1. Migrate JCS - SaaS Extension apps to WebLogic Server on Oracle Cloud Infrastructure
  2. Configure Web-Tier Security and Role Authorization in Oracle Identity Cloud Service

Configure Web-Tier Security and Role Authorization in Oracle Identity Cloud Service

Before deploying your updated application to your production environment, you need to configure web-tier security and role authorization in Oracle Identity Cloud Service.

Configure Web-Tier Security

With Oracle Java Cloud Service - SaaS Extension, web-tier security for an application was typically implemented with a deployment descriptor within web.xml.
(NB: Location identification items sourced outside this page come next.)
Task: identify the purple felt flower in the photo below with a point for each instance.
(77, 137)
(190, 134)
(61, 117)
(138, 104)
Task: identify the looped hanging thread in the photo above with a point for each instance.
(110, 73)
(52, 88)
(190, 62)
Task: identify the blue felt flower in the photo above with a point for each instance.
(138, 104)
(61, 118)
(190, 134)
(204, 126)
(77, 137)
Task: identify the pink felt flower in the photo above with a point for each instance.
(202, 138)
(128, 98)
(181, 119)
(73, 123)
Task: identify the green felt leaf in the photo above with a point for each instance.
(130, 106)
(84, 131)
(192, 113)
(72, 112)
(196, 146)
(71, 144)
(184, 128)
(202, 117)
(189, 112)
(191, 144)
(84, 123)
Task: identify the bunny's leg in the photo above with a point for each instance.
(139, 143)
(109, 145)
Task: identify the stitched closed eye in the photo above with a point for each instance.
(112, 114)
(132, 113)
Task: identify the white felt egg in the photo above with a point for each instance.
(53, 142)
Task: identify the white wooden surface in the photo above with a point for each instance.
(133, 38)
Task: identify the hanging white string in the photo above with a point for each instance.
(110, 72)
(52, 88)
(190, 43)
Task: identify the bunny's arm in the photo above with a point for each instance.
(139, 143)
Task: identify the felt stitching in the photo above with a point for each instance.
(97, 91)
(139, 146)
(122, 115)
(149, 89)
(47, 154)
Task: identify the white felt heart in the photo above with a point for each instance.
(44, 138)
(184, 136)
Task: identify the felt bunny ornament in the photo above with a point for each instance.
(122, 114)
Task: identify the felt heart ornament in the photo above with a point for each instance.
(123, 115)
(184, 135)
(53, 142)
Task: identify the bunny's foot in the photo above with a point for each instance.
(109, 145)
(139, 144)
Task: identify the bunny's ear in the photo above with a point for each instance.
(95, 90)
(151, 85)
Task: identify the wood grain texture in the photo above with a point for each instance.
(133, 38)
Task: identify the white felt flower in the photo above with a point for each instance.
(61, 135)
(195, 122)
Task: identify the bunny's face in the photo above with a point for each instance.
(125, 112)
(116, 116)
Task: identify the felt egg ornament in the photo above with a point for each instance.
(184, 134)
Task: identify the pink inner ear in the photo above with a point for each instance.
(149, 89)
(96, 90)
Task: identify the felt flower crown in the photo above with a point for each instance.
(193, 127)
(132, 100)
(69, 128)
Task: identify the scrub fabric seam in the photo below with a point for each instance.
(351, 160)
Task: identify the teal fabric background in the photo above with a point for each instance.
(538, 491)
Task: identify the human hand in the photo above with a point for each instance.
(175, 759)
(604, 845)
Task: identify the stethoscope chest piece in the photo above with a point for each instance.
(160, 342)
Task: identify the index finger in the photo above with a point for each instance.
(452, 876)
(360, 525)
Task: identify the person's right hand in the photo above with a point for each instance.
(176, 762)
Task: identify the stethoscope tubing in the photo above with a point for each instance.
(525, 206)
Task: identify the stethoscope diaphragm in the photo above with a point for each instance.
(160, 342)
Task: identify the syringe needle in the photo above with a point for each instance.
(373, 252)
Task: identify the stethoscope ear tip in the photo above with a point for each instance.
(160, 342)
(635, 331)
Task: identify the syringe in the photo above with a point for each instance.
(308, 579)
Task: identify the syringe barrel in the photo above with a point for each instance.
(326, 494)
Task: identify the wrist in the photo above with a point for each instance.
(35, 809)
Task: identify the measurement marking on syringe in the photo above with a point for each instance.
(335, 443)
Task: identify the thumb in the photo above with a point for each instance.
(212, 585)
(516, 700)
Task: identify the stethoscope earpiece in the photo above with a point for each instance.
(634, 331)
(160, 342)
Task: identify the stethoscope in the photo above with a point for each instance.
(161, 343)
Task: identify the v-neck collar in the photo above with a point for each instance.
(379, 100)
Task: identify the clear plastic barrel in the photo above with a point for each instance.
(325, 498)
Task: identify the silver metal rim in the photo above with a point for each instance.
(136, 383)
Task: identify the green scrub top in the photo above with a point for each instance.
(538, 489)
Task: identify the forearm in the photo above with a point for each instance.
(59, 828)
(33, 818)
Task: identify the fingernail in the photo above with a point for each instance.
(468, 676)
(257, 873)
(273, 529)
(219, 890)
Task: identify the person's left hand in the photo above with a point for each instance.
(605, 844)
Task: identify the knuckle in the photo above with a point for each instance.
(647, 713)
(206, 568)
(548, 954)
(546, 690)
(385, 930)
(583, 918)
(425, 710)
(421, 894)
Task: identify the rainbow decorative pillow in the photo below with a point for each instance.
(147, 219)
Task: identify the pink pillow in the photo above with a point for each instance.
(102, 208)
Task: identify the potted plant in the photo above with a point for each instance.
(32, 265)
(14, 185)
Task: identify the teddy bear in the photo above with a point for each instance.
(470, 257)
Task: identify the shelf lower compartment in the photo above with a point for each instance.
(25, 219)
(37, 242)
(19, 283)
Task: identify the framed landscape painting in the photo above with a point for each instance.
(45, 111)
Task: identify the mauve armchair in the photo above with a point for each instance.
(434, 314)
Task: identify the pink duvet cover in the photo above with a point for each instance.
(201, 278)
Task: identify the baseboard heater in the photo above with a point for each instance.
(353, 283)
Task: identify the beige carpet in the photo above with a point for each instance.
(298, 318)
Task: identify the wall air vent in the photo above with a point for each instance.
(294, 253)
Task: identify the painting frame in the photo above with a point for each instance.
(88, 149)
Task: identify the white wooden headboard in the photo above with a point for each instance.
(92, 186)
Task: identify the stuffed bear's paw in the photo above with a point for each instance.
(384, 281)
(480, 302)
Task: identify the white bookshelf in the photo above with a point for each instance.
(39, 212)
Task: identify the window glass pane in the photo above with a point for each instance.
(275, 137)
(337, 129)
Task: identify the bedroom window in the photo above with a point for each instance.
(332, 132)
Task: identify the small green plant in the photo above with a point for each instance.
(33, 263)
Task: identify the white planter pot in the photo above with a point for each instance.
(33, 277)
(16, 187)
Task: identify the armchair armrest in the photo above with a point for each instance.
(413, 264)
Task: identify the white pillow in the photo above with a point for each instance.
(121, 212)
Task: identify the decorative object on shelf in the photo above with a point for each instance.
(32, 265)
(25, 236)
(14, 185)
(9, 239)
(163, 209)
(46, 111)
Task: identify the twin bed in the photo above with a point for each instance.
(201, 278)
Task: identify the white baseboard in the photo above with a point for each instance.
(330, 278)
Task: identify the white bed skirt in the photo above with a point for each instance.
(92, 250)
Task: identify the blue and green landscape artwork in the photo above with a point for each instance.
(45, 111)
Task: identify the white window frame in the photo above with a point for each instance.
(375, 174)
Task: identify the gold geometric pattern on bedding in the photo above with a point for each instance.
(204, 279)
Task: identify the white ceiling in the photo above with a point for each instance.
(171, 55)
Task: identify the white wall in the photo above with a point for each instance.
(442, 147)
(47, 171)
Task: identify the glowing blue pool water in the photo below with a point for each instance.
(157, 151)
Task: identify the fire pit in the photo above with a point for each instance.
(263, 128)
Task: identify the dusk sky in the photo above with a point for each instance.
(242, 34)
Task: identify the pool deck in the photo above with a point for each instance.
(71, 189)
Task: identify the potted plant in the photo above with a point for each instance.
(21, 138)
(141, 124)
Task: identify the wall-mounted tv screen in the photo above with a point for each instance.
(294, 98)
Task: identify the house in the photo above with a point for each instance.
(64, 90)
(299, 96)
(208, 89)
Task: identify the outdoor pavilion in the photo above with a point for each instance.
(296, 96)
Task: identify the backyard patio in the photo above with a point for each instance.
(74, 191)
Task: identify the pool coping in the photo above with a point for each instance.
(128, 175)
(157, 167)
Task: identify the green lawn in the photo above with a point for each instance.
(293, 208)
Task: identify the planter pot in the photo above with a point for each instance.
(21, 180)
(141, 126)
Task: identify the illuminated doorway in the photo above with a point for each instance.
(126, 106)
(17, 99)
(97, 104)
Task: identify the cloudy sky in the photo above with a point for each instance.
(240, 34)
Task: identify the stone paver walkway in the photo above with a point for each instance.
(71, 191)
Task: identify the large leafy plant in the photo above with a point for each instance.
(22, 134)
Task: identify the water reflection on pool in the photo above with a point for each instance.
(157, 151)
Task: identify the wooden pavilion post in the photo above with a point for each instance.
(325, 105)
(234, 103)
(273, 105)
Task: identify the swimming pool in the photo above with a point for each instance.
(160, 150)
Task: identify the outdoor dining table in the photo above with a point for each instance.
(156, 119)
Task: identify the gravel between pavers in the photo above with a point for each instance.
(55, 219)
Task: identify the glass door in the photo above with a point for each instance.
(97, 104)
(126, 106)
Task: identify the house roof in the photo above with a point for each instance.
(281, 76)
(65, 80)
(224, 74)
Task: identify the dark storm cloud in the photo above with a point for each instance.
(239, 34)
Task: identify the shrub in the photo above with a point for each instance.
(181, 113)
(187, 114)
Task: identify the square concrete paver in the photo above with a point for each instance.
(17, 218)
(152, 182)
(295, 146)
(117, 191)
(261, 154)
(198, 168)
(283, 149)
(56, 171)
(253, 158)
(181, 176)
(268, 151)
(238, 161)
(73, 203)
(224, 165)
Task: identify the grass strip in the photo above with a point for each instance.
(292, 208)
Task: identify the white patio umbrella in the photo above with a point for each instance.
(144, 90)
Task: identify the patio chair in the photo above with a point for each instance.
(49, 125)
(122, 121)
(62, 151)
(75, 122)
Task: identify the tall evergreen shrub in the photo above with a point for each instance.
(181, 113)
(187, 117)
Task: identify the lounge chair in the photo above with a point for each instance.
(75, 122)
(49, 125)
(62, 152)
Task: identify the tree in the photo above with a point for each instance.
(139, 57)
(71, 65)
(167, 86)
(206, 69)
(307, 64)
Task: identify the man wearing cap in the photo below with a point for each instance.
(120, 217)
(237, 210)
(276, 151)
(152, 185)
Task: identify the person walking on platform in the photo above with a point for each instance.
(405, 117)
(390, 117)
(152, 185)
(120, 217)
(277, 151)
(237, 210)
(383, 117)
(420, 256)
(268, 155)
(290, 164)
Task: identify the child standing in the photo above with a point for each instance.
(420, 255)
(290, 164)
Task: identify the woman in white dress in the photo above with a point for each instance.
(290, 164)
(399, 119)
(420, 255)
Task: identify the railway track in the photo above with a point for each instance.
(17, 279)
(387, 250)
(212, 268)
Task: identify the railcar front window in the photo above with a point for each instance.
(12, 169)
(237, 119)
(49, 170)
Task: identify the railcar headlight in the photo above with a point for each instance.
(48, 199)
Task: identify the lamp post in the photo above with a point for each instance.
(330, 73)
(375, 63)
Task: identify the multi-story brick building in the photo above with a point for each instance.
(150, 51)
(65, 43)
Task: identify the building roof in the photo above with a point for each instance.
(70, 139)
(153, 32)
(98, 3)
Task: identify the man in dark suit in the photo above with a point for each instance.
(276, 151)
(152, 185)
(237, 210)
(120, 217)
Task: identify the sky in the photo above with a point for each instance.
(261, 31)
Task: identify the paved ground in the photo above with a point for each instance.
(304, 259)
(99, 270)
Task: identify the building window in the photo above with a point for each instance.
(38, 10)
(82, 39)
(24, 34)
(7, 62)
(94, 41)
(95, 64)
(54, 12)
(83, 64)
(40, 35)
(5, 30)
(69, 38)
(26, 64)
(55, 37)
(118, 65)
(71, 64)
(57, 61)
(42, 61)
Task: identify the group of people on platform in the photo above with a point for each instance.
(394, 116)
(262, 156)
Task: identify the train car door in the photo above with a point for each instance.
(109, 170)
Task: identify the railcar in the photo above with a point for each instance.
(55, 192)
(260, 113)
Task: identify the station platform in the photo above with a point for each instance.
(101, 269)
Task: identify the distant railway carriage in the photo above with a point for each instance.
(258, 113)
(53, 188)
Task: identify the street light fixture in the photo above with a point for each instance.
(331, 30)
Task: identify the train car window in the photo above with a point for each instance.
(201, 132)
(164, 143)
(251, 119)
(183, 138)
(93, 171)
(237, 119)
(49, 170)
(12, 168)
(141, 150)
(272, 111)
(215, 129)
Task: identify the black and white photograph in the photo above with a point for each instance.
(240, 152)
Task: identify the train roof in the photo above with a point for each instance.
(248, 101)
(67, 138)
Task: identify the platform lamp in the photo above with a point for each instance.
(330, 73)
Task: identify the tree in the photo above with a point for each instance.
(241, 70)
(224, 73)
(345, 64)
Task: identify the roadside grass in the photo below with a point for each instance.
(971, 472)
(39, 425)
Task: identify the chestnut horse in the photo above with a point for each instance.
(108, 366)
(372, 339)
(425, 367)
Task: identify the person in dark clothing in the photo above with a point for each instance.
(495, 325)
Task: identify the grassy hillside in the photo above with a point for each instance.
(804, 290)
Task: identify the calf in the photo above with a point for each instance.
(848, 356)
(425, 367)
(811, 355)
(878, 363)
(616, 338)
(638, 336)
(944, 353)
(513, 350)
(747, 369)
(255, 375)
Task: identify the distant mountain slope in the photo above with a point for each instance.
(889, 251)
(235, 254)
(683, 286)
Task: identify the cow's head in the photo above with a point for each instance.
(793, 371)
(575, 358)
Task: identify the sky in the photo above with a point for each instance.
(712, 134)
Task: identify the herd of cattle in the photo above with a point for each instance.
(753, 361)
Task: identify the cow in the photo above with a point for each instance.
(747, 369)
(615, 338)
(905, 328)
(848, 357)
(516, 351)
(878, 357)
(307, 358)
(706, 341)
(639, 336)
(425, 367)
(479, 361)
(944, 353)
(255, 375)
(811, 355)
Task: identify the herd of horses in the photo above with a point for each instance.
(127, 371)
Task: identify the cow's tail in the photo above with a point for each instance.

With Oracle Identity Cloud Service, web-tier and OAuth security are implemented with Oracle Identity Cloud Service Confidential Application configuration, specifically associated with the Fusion SaaS extension app in the Oracle Identity Cloud Service Administrative Console.

The steps to update protected application resources highlighted below are covered in detail in the Oracle WebLogic Server for OCI documentation.
  1. From the Oracle Identity Cloud Service console, in the navigation menu, click Applications.
  2. Search for the Enterprise application associated with your WebLogic Server Cloud instance. The name of the application is <stack>_enterprise_idcs_app_<timestamp>.
  3. On the SSO Configuration tab, expand the Resources section.
  4. Click Add and add a resource using the context path for an application that you want to protect. Note that values support regular expressions.
    Use a descriptive Resource Name such as Sample OAuth Fusion Client App, and use a Resource URL applicable to your application, such as /oauth-appclient/.* . Check the Regex box to indicate you are using regular expressions, and optionally give the resource a description.
  5. Expand the Authentication Policy section and create the policies for your desired protected resources. For example, you may want to allow CORS, require secure cookies, or disable audience validation.
    Policies are honored in the order of this ordered list, according to first match.
  6. For Authentication Method, select Form or Access Token.
  7. Click Save to save your changes.

Configure Role Authorization in Oracle Identity Cloud Service

If your extension application uses Oracle Platform Security Services (OPSS), you need to integrate OPSS user and group APIs with Oracle Identity Cloud Service.

A domain that uses Oracle Identity Cloud Service is associated with a confidential application, which grants Oracle WebLogic Server one or more Oracle Identity Cloud Service client roles. By default, this confidential application has a single role, Authenticator Client, which enables Java applications to use the OPSS authentication APIs. If your Java applications use the OPSS APIs to look up user and group information, then you must add more roles to the confidential application.

The full procedure is provided in the Oracle WebLogic Server for OCI product documentation.